မော်ဂျူး:ja-parse
ပုံပန်းသွင်ပြင်
Documentation for this module may be created at မော်ဂျူး:ja-parse/doc
local export = {}
local len = mw.ustring.len
local sub = mw.ustring.sub
local gsub = mw.ustring.gsub
local find = mw.ustring.find
local match = mw.ustring.match
local gmatch = mw.ustring.gmatch
local m_ja = require('Module:ja')
local kanji_pattern = "㐀-䶵一-鿌\239\164\128-\239\171\153𠀀-"
local kana_pattern = 'ぁ-ゖァ-ヺー'
local japanese_pattern = kana_pattern .. kanji_pattern .. 'a-zA-Z0-9〆々'
local headword_templates = {
['ja-adj'] = true, ['ja-pos'] = true, ['ja-noun'] = true, ['ja-phrase'] = true,
['ja-verb'] = true, ['ja-verb form'] = true, ['ja-verb-suru'] = true,
}
local function find_headword_template(wikitext)
local index =
wikitext:find('{{ja%-adj[|}]') or
wikitext:find('{{ja%-pos[|}]') or
wikitext:find('{{ja%-noun[|}]') or
wikitext:find('{{ja%-phrase[|}]') or
wikitext:find('{{ja%-verb[|}]') or
wikitext:find('{{ja%-verb form[|}]') or
wikitext:find('{{ja%-verb%-suru[|}]')
if index then
-- This assumes that the template has matching braces.
return wikitext:match('%b{}', index)
end
end
local function parse_template(wikitext) -- only supports the simplest format
local template = wikitext
template = template:gsub('%[%[([^%[%]|]-)|([^%[%]|]-)%]%]', '[[%1`%2]]')
local name
local args = {}
for glob in mw.text.gsplit(template:gsub('^{{', ''):gsub('}}$', ''), '|') do
if not name then
name = glob
else
glob = glob:gsub('`', '|')
local key, value = match(glob, "(.-)=(.*)")
if key and value then
args[key] = value
else
table.insert(args, glob)
end
end
end
return name, args
end
local function contains(list, item)
for i = 1, #list do
if list[i] == item then return true end
end
return false
end
-- A function to parse Japanese entries, returning a list of etym sections, each having the form { wikitext, type = ( 'lemma' | 'redirect' | '' ), spellings = <a list of the term's modern spellings>, historical_spellings = <a list of the term's historical kana spellings> }. In case of multiple etymologies, each ===Etymology n=== part constitutes an etym section.
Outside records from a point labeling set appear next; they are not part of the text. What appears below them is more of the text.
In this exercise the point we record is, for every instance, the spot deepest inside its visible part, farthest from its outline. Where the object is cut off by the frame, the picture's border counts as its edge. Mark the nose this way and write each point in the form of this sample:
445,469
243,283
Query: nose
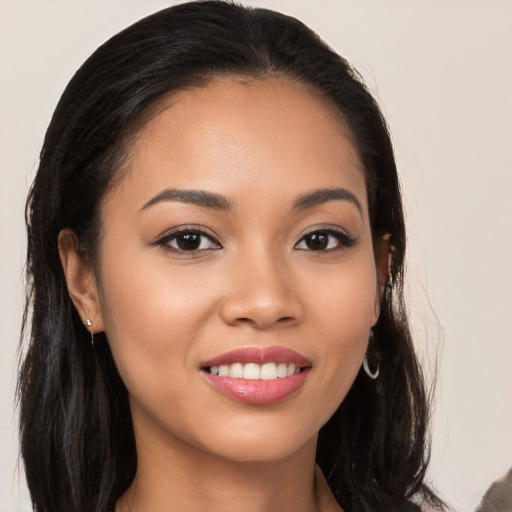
262,294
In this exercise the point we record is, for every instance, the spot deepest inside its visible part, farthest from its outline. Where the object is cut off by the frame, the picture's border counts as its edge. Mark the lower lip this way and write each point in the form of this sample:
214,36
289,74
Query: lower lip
258,392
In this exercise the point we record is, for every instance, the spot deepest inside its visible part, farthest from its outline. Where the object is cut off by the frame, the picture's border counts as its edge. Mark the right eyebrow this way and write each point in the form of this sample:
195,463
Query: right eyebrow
197,197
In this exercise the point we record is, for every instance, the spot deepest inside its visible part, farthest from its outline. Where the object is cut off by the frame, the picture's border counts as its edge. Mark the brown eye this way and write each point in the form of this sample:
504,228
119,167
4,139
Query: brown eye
325,240
318,241
190,241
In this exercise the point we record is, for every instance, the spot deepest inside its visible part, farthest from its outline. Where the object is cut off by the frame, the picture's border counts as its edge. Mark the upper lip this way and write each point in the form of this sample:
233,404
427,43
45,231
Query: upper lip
258,355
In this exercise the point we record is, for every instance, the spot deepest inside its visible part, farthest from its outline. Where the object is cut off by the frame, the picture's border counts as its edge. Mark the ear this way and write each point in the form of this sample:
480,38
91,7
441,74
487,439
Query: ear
383,261
80,280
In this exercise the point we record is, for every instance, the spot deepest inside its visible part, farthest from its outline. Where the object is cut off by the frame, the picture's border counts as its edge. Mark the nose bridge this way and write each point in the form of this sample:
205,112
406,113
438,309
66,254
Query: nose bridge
261,291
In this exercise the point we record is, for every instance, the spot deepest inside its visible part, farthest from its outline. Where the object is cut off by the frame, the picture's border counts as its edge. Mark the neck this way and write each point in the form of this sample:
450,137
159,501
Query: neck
179,477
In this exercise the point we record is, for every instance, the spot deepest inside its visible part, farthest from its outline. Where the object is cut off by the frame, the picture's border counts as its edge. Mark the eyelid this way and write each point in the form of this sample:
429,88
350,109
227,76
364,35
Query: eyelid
164,238
345,240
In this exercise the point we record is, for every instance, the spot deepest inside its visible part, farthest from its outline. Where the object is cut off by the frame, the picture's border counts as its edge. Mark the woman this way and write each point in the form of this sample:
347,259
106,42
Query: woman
216,248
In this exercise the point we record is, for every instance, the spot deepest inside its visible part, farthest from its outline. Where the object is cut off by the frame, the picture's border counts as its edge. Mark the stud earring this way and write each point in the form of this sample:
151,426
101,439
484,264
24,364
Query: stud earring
366,366
88,323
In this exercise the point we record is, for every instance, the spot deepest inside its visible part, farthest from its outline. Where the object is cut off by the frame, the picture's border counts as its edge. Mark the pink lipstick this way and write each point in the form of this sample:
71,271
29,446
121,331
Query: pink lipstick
256,375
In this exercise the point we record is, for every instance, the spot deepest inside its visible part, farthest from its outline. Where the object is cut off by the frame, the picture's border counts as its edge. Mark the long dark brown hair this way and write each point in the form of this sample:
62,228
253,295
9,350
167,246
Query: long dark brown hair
77,440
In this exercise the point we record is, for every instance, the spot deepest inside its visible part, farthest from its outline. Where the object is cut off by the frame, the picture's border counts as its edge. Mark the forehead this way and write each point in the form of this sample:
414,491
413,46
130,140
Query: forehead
269,137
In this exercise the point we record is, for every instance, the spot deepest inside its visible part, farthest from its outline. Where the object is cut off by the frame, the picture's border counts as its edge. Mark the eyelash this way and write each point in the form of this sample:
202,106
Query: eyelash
344,241
166,240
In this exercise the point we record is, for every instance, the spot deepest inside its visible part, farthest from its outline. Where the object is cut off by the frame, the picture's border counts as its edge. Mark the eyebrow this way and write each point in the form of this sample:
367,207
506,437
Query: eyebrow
321,196
197,197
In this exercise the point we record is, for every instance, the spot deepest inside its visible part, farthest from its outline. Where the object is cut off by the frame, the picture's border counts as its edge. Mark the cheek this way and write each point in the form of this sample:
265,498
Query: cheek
152,320
344,312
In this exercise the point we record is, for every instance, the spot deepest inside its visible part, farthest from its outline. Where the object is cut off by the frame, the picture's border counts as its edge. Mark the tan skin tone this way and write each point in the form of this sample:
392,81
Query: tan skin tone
252,281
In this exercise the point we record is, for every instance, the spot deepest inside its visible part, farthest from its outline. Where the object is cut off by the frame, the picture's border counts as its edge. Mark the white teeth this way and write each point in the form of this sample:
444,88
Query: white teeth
237,371
282,370
268,371
253,371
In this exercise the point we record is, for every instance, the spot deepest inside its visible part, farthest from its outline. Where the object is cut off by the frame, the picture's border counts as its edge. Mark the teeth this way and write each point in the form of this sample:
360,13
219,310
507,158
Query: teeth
268,371
282,370
237,371
253,371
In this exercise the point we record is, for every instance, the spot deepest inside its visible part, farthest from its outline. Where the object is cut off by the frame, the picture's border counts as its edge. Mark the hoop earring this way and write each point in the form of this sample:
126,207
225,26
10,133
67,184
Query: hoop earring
88,323
366,366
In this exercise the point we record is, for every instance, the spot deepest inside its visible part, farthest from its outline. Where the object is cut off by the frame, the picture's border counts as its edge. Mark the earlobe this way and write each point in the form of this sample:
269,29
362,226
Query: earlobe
80,280
383,262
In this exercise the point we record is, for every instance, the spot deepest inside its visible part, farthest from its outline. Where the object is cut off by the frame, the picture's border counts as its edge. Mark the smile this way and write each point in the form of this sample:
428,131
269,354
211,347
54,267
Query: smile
254,371
258,376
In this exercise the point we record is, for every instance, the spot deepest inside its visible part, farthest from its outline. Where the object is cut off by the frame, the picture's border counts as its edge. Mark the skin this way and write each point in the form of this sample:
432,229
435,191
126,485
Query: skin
261,145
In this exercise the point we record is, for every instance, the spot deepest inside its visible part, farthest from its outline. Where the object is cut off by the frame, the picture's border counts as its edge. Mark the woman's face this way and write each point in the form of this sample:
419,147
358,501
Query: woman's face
237,244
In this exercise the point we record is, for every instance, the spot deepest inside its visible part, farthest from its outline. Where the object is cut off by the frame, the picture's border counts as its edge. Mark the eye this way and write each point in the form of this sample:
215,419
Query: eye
325,240
189,240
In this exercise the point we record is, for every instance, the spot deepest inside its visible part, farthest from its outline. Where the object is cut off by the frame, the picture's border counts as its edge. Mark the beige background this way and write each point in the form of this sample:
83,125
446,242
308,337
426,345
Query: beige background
442,71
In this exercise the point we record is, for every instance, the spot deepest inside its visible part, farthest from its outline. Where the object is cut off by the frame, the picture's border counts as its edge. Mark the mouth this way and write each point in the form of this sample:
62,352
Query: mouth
255,371
258,376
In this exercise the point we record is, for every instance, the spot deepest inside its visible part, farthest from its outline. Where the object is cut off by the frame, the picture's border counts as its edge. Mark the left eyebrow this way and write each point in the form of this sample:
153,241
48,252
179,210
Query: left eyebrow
197,197
321,196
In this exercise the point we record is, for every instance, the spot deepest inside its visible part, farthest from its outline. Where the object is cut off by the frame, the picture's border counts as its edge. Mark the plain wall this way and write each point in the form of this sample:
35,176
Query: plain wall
442,72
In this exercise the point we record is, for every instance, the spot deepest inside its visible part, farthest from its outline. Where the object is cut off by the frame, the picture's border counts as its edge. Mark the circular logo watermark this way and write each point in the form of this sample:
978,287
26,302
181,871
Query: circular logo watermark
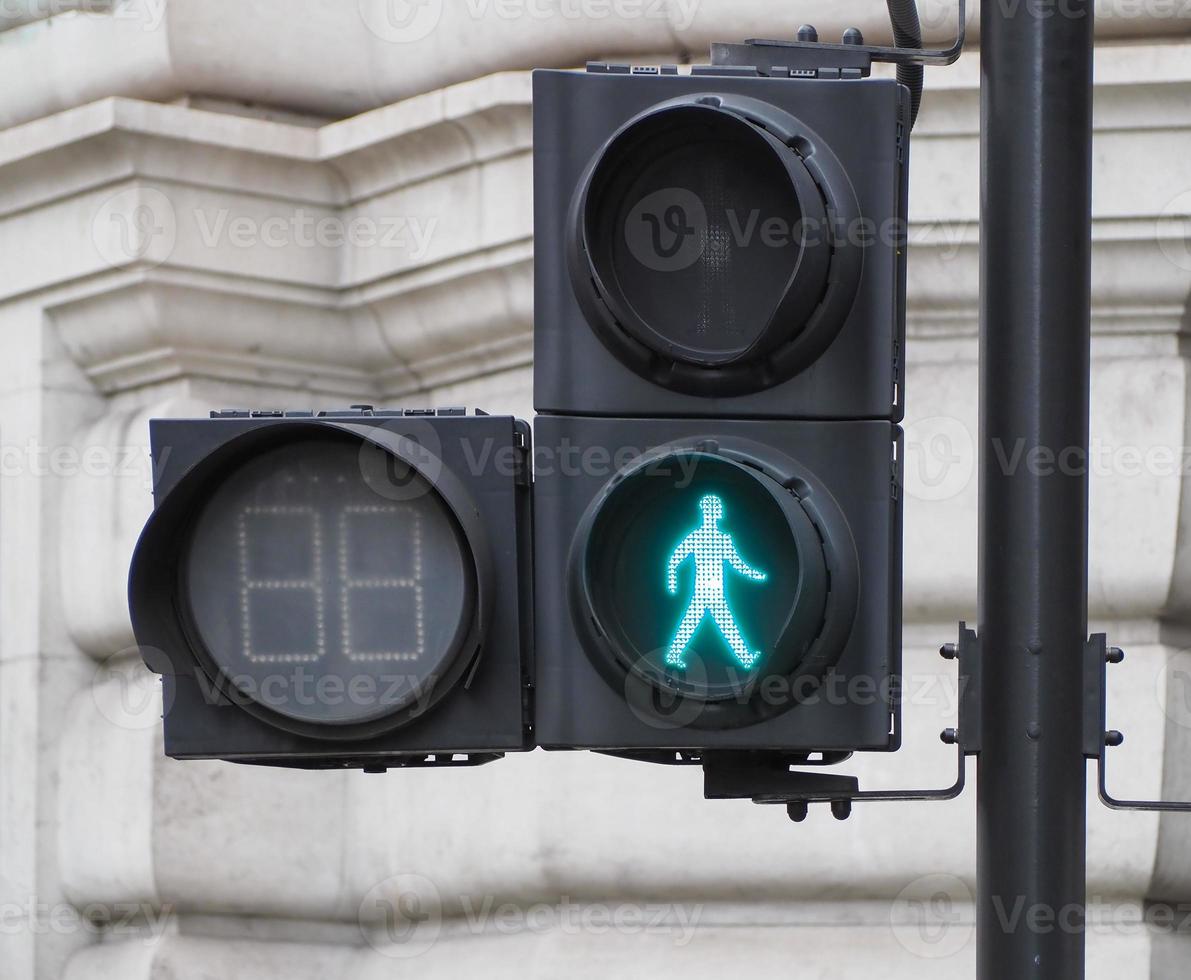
137,224
401,22
928,918
667,230
126,693
409,473
940,457
401,917
1177,248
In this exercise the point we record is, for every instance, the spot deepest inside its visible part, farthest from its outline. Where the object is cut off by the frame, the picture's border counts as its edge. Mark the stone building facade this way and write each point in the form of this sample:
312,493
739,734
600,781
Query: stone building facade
316,203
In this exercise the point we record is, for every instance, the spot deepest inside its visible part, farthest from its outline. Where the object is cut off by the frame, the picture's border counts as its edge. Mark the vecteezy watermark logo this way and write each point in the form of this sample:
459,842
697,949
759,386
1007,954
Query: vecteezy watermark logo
1177,248
663,709
126,693
940,457
137,224
401,22
409,468
401,916
667,230
931,916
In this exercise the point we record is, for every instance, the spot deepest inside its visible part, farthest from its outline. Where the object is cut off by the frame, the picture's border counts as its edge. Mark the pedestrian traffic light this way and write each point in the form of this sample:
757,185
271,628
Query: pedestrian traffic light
338,590
718,328
717,584
718,243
Otherwise, the whole Japanese section minus any ===Kanji [n]=== subsections constitutes a single etym section.
-- Note: The function divides sections strictly by L3 headers. As a result:
-- (1) If an entry describes both a kanji and a single word, any templates beginning the word (such as {{ja-spellings}}) will be erroneously considered part of the kanji section above. This function only remedies the cases of {{ja-spellings}} and {{ja-kanjitab}}, by inserting an empty header === === above it before parsing. (This problem is absent for entries with multiple etymologies, since each word must begin with ===Etymology n===.)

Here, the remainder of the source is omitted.